Doesn't the YOLOv2 Loss function looks scary? It's not actually! It is one of the boldest, smartest loss function around.

Let's first look at what the network actually predicts.

If we recap, YOLOv2 predicts detections on a 13x13 feature map, so in total, we have 169 maps/cells.

We have 5 anchor boxes. For each anchor box we need Objectness-Confidence Score (whether any object was found?), 4 Coordinates ( $t_x, t_y, t_w,$ and $t_h$ ) for the anchor box, and 20 top classes. This can crudely be seen as 20 coordinates, 5 confidence scores, and 100 class probabilities for all 5 anchor box predictions put together.

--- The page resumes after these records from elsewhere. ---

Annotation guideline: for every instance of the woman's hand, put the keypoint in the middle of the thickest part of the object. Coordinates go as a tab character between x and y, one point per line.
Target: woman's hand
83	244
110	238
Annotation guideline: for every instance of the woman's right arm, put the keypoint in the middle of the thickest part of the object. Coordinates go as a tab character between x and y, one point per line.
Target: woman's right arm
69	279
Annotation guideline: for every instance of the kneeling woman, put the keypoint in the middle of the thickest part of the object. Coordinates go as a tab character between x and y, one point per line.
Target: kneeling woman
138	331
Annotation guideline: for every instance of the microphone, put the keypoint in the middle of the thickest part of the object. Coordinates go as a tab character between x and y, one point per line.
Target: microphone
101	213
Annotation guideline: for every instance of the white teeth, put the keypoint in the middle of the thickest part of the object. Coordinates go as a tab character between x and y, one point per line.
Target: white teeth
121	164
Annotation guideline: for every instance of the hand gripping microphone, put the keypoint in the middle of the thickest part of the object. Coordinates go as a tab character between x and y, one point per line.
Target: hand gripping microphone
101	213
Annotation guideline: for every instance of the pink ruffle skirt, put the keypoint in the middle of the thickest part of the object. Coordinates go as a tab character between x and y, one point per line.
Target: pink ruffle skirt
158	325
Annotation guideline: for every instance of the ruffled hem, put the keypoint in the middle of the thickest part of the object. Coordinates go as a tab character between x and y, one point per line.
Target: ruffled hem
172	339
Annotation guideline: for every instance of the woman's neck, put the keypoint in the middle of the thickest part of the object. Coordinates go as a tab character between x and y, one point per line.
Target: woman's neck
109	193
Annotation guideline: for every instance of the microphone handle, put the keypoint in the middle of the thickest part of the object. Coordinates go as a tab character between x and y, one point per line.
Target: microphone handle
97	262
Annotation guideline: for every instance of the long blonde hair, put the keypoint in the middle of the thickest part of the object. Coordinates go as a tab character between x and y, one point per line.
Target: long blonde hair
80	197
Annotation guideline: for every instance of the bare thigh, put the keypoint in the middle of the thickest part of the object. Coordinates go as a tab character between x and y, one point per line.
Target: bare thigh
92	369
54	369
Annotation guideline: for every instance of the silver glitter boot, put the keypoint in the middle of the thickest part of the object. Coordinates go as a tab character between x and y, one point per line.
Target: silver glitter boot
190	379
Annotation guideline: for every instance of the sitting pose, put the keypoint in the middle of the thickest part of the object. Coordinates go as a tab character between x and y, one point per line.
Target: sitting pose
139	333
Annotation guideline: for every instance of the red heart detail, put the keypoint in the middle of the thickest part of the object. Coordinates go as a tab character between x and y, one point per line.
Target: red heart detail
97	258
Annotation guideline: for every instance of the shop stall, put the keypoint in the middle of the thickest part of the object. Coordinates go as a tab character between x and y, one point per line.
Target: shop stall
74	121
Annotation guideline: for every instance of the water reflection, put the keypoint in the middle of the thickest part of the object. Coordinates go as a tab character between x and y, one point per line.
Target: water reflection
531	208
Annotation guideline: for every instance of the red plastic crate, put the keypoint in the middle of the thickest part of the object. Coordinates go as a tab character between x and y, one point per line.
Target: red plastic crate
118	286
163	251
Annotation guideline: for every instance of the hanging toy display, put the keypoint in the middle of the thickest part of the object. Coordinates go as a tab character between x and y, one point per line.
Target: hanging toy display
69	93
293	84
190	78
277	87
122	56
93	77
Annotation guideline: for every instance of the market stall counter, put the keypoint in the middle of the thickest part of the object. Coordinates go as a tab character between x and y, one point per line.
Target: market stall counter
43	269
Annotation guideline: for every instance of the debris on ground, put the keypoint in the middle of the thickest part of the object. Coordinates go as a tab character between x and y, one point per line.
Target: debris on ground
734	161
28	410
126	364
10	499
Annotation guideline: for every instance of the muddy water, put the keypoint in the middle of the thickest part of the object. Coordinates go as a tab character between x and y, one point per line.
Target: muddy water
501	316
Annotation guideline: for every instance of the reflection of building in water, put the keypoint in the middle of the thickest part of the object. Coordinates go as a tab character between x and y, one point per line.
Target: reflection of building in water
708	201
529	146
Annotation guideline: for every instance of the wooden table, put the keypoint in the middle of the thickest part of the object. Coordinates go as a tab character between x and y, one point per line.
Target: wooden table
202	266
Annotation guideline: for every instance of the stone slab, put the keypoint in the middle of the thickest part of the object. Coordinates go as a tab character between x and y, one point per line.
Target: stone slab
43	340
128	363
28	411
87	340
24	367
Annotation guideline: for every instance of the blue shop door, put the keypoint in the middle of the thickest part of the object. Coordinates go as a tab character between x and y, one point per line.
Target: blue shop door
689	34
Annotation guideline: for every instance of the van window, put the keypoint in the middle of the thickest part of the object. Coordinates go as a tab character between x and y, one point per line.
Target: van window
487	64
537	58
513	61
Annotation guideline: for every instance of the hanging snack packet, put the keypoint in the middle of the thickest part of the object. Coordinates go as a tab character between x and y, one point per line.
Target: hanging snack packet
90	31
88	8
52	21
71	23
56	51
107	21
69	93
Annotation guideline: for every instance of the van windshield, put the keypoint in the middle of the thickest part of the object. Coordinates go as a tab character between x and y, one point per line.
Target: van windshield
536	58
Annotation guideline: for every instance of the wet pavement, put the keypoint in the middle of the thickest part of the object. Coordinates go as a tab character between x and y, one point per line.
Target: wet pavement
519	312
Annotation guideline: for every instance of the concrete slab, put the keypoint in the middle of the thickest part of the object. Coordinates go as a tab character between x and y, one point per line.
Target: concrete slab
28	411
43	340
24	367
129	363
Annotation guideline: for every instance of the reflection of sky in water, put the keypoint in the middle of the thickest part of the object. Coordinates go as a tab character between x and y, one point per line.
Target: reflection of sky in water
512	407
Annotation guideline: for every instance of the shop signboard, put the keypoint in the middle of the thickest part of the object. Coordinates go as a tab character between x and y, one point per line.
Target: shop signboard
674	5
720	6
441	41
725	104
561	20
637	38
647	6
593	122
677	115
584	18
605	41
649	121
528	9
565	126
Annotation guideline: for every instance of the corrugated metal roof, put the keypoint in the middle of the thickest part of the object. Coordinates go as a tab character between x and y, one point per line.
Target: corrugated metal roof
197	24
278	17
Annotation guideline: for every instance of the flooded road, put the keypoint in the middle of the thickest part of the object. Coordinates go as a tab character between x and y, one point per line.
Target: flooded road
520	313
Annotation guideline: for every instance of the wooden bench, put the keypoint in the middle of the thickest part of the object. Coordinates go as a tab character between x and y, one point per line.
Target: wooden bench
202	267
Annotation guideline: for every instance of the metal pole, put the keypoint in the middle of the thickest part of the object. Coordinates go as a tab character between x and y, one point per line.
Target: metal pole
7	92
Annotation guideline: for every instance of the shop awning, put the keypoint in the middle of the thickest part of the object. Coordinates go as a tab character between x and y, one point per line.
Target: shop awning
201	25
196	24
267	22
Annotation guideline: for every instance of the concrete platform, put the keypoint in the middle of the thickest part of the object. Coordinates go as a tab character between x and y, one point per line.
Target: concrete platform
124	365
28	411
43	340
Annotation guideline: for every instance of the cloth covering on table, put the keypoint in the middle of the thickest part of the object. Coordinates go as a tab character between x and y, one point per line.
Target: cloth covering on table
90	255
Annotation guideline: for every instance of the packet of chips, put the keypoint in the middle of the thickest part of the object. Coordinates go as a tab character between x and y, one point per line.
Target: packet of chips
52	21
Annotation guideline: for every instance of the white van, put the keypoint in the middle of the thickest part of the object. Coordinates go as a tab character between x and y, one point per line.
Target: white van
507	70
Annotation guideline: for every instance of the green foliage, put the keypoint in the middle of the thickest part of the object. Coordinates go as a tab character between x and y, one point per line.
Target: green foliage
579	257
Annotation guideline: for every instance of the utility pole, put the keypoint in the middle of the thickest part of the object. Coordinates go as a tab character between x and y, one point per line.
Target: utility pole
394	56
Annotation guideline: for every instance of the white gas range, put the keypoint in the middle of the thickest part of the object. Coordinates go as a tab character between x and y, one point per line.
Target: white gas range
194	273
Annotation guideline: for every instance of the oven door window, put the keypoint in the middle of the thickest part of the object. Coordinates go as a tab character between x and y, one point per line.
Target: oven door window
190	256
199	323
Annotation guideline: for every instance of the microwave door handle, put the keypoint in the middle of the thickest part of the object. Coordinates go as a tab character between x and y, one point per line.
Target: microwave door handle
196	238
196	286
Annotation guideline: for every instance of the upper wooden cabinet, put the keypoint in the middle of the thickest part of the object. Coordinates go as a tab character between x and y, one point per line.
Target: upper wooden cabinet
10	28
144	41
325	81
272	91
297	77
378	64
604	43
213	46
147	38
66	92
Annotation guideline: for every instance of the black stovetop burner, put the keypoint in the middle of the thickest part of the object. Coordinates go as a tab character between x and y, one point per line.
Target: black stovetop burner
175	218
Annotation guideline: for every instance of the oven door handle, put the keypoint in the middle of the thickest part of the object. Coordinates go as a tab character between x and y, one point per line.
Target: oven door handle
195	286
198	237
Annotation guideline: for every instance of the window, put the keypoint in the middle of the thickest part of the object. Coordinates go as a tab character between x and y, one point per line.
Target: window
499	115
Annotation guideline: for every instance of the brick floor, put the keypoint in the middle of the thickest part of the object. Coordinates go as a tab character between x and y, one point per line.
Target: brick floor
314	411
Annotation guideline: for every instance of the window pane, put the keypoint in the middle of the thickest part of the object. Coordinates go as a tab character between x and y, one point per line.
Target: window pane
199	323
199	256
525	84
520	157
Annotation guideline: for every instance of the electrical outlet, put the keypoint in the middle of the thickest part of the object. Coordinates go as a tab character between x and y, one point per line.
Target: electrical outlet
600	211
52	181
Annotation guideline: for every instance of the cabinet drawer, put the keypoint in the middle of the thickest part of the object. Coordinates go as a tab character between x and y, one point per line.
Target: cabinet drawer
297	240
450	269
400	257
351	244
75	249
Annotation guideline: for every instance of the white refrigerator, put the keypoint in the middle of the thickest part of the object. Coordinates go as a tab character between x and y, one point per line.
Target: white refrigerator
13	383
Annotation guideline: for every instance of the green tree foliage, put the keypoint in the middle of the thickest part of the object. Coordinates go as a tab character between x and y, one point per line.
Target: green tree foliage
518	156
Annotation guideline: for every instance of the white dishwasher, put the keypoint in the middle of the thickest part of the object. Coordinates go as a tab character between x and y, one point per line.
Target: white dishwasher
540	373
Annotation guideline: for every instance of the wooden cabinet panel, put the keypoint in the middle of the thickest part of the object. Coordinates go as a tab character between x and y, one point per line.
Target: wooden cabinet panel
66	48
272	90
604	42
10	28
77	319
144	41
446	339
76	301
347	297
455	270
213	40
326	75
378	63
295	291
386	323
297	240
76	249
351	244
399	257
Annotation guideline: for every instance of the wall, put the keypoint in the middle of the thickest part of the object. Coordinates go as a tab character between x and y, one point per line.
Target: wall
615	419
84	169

We have few things to worry about:

$x_i, y_i$ , which is the location of the centroid of the anchor box
$w_i, h_i$ , which is the width and height of the anchor box
$C_i$ , which is the Objectness, i.e. confidence score of whether there is an object or not, and
$p_i(c)$ , which is the classification loss.
We not only need to train the network to detect an object if there is an object in a cell, we also need to punish the network, it if predicts an object in a cell, when there wasn't any. How do we do this? We use a mask ( $𝟙_{i}^{obj}$ and $𝟙_{i}^{noobj}$ ) for each cell. If originally there was an object $𝟙_{i}^{obj}$ is 1 and other no-object cells are 0. $𝟙_{i}^{noobj}$ is just inverse of $𝟙_{i}^{obj}$ , where it is 1 if there was no object in the cell and 0 if there was.
We need to do this for all 169 cells, and
We need to do this 5 times (for each anchor box).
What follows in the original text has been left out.